If by "the ideal" you mean "compile the fastest", then you don't want to compile single files in parallel. I measured across multiple projects, and compiling per package (in the D sense, not the dub one) was fastest. Which is why it's the default with reggae.

December 12, 2018
Am 12.12.2018 um 15:53 schrieb Atila Neves:
> On Wednesday, 12 December 2018 at 09:38:55 UTC, Sönke Ludwig wrote:
>> Am 11.12.2018 um 20:46 schrieb H. S. Teoh:
>>> On Tue, Dec 11, 2018 at 11:26:45AM +0100, Sönke Ludwig via Digitalmars-d-announce wrote:
>>> [...]
>>>
>>>> The main open point right now AFAICS is to make --parallel work with
>>>> the multiple-files-at-once build modes for machines that have enough
>>>> RAM. This is rather simple, but someone has to do it. But apart from
>>>> that, I think that the current state is relatively fine form a
>>>> performance point of view.
>>>
>>> Wait, what does --parallel do if it doesn't compile multiple files at
>>> once?
>>
>> It currently only works when building with `--build-mode=singleFile`, so compiling individual files in parallel instead of compiling chunks of files in parallel, which would be the ideal.
> 
> If by "the ideal" you mean "compile the fastest", then you don't want to compile single files in parallel. I measured across multiple projects, and compiling per package (in the D sense, not the dub one) was fastest. Which is why it's the default with reggae.
> 

The sentence was ambiguous, but that's what I meant!
December 12, 2018
On Wednesday, 12 December 2018 at 09:38:55 UTC, Sönke Ludwig wrote:
> Most notably, there is a directive missing to specify arbitrary files as build dependencies.

I am working on a pull request:
https://github.com/andre2007/dub/commit/97161fb352dc1237411e2e7010447f8a9e817d48

Productive implementation is finished.
Only tests are missing.

Kind regards
André
December 12, 2018
On Wed, Dec 12, 2018 at 10:38:55AM +0100, Sönke Ludwig via Digitalmars-d-announce wrote:
> Am 11.12.2018 um 20:46 schrieb H. S. Teoh:
> > [...]
> > Wait, what does --parallel do if it doesn't compile multiple files
> > at once?
> 
> It currently only works when building with `--build-mode=singleFile`, so compiling individual files in parallel instead of compiling chunks of files in parallel, which would be the ideal.
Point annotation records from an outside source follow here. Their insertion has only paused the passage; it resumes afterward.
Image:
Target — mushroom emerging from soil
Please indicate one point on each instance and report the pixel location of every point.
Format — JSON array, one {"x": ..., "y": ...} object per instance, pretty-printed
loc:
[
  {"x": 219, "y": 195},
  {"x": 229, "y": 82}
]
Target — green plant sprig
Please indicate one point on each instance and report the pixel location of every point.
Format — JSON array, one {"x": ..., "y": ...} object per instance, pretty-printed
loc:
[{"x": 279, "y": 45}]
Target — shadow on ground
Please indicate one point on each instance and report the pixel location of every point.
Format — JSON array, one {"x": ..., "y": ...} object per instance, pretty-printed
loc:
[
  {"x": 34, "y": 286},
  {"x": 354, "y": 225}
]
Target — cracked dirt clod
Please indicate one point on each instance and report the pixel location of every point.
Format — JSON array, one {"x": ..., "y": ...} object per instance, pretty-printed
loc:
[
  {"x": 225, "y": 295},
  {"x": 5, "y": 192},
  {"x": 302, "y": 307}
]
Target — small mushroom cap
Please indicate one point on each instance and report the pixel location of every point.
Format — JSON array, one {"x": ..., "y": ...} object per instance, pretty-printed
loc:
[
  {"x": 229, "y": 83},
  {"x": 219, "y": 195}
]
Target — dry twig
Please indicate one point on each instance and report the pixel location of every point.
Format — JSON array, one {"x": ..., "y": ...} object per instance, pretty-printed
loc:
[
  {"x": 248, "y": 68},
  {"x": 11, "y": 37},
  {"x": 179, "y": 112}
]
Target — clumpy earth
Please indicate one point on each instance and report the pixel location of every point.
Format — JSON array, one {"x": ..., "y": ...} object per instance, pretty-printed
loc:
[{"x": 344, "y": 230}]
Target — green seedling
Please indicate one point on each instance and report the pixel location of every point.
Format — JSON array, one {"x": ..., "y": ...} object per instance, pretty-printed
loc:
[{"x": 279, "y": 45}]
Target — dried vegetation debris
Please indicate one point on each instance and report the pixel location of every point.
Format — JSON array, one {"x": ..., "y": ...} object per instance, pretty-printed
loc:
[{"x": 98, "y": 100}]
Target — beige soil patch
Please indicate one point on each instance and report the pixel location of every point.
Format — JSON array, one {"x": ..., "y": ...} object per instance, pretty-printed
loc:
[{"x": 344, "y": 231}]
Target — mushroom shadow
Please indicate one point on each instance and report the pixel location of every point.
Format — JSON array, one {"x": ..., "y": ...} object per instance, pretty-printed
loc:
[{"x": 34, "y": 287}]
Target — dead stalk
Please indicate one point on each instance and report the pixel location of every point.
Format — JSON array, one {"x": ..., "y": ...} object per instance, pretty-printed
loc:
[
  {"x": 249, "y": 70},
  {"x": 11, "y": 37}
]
Ah, I see.  But that should be relatively easy to fix, right?


[...]
> There are the three directives sourcePaths, sourceFiles and excludedSourceFiles (the latter two supporting wildcard expressions) to control the list of files. Once an explicit sourcePaths directive is given, the folder that is possibly detected by default ("source"/"src") is also skipped. They are documented in the package format specs ([1], [2]).

Thanks for the info.


> > Also, you refer to "the output binary". Does that mean I cannot generate multiple executables? 'cos that's a showstopper for me.
> 
> Compiling multiple executables currently either requires multiple invocations (e.g. with different configurations or sub packages specified), or a targetType "none" package that has one dependency per executable - the same configuration/architecture applies to all of them in that case. If they are actually build dependencies, a possible approach is to invoke dub recursively inside of a preBuildCommand.

Unfortunately, that is not a practical solution for me.  Many of my projects have source files that are generated by utilities that are themselves D code that needs to be compiled (and run) as part of the build.  I suppose in theory I could separate them into subpackages, and factor out the common code shared between these utilities and the main executable(s), but that is far too much work for something that IMO ought to be very simple -- since most of the utilities are single-file drivers with a small number of imports of some shared modules. Creating entire subpackages for each of them just seems excessive, esp. during development where the set of utilities / generated files may change a lot.  Creating/deleting a subpackage every time is just too much work for little benefit.

Also, does dub correctly support the case where some .d files are generated by said utilities (which would be dub subpackages, if we hypothetically went with that setup), but the output may change depending on the contents of some input data/config files? I.e., if I change a data file and run dub again, it ought to re-run the codegen tool and then recompile the main executable that contains the changed code.  This is a pretty important use-case for me, since it's kinda the whole point of having a codegen tool.

Compiling the same set of sources for multiple archs (with each arch possibly entailing a separate list of source files) is kinda a special case for my current Android project; generally I don't really need support for this. But solid support for codegen that properly percolates changes from input data down to recompiling executables is must-have for me.  Not being able to do this in the most efficient way possible would greatly hamper my productivity.


> But what I meant is that there is for example currently no way to
> customize the output binary base name ("targetName") and directory
> ("targetPath") depending on the build type.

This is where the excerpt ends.